More VUs ≠ more load past a point. Once you have enough VUs to saturate your target throughput, adding more just queues them up — they wait their turn to send the next request. The throughput stays flat; only the apparent concurrency goes up. This is where teams get confused reading their own test results.

The right way to think about VUs: they're a resource budget the test runner uses to generate load. The load itself is the throughput, and throughput is what your API sees.

VUs vs requests per second — the relationship

The two metrics measure different sides of the same conversation.

Requests per second (RPS / throughput) is what hits the server. It's what your monitoring shows, what your SLO is defined on, and what capacity planning targets.
Virtual users is what the test client maintains. It's a control knob, not a goal.

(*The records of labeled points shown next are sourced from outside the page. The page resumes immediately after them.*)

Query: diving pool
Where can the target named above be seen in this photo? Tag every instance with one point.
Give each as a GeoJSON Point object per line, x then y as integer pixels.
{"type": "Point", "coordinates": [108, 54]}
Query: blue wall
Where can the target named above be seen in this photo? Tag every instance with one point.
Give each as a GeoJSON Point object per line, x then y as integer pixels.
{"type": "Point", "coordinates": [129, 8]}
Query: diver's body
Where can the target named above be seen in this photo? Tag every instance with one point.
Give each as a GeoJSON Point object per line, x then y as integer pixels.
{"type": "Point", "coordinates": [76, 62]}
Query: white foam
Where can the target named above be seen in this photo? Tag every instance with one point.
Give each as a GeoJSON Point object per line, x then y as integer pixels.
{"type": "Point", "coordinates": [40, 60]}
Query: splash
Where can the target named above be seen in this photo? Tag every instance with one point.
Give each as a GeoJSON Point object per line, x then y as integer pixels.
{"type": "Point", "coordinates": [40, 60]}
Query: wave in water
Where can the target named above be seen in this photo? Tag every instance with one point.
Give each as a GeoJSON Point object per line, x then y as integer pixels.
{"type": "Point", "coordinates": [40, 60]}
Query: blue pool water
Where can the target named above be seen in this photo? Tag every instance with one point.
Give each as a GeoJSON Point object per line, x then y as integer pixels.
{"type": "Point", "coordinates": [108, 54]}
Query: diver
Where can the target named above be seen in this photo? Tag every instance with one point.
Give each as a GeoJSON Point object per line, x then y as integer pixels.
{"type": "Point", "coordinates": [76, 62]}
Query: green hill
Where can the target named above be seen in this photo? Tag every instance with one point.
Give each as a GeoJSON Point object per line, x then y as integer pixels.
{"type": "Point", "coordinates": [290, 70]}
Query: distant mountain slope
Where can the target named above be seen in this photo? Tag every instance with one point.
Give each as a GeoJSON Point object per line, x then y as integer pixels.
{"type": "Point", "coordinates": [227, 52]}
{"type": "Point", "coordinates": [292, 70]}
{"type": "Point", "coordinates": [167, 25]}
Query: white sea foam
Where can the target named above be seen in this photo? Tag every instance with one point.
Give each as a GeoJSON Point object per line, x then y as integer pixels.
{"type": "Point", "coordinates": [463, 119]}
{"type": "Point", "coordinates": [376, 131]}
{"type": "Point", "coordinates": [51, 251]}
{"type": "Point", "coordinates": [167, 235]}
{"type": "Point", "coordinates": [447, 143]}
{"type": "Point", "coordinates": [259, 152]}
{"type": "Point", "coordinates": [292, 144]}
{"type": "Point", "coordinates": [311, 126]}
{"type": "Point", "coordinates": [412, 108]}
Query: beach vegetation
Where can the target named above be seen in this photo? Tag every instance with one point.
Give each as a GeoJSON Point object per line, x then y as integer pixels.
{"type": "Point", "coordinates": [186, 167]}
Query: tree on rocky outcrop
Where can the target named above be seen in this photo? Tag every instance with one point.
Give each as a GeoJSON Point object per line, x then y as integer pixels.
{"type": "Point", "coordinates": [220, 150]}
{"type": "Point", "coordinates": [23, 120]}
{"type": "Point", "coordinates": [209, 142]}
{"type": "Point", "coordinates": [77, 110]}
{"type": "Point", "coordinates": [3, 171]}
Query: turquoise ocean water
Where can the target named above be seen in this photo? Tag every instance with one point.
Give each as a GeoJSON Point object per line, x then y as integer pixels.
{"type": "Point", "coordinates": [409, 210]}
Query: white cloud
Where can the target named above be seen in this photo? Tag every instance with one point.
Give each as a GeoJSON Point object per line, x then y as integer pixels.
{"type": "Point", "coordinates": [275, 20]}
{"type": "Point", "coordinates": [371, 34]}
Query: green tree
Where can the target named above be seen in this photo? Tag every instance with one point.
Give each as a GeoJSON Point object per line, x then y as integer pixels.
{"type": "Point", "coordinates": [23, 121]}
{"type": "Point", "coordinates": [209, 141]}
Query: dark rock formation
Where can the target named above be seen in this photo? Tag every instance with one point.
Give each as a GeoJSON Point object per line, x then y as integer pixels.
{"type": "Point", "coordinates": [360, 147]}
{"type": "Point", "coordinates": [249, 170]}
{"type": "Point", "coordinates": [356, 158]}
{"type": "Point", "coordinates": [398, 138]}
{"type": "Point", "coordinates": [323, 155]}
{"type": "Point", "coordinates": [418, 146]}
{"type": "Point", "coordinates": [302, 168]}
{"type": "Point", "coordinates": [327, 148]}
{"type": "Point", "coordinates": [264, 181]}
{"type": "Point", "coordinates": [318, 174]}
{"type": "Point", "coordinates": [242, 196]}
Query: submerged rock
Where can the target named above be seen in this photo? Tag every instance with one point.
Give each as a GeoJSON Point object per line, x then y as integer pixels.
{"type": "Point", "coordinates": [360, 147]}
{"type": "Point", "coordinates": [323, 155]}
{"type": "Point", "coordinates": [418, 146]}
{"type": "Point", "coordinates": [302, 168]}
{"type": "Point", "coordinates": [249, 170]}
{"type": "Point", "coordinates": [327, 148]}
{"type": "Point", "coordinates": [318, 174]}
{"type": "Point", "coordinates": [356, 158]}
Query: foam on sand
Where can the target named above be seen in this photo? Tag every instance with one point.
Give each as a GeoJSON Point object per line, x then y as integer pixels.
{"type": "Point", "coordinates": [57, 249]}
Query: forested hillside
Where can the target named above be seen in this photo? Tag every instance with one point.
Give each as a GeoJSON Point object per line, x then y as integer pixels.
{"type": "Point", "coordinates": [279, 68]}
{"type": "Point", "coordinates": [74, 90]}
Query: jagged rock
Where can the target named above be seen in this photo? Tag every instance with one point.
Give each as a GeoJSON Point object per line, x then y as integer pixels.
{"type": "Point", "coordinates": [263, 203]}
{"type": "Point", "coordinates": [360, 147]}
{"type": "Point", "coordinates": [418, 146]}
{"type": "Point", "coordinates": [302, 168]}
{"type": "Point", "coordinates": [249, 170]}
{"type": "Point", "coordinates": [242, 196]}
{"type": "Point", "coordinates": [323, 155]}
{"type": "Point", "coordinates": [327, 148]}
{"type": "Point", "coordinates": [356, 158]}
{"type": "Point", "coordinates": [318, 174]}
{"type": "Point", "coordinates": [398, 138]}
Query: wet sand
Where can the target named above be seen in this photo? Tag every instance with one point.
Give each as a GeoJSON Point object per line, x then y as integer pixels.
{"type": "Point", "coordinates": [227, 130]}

You can target either. Most modern tools (k6, Locust, Artillery, Gatling) let you choose:

VU-based execution (closed model): "Maintain 50 concurrent users." Throughput is whatever falls out — slower API → less throughput → fewer requests fired.
Arrival-rate execution (open model): "Fire 100 requests per second." VU count is whatever's needed — slower API → more concurrent VUs to maintain the rate.

If you have an SLO ("we serve 5,000 RPS at p95 < 200 ms"), use arrival-rate execution. The test will accurately answer "do we meet our SLO?" If your goal is to simulate a population of N humans clicking through a workflow, use VU-based execution.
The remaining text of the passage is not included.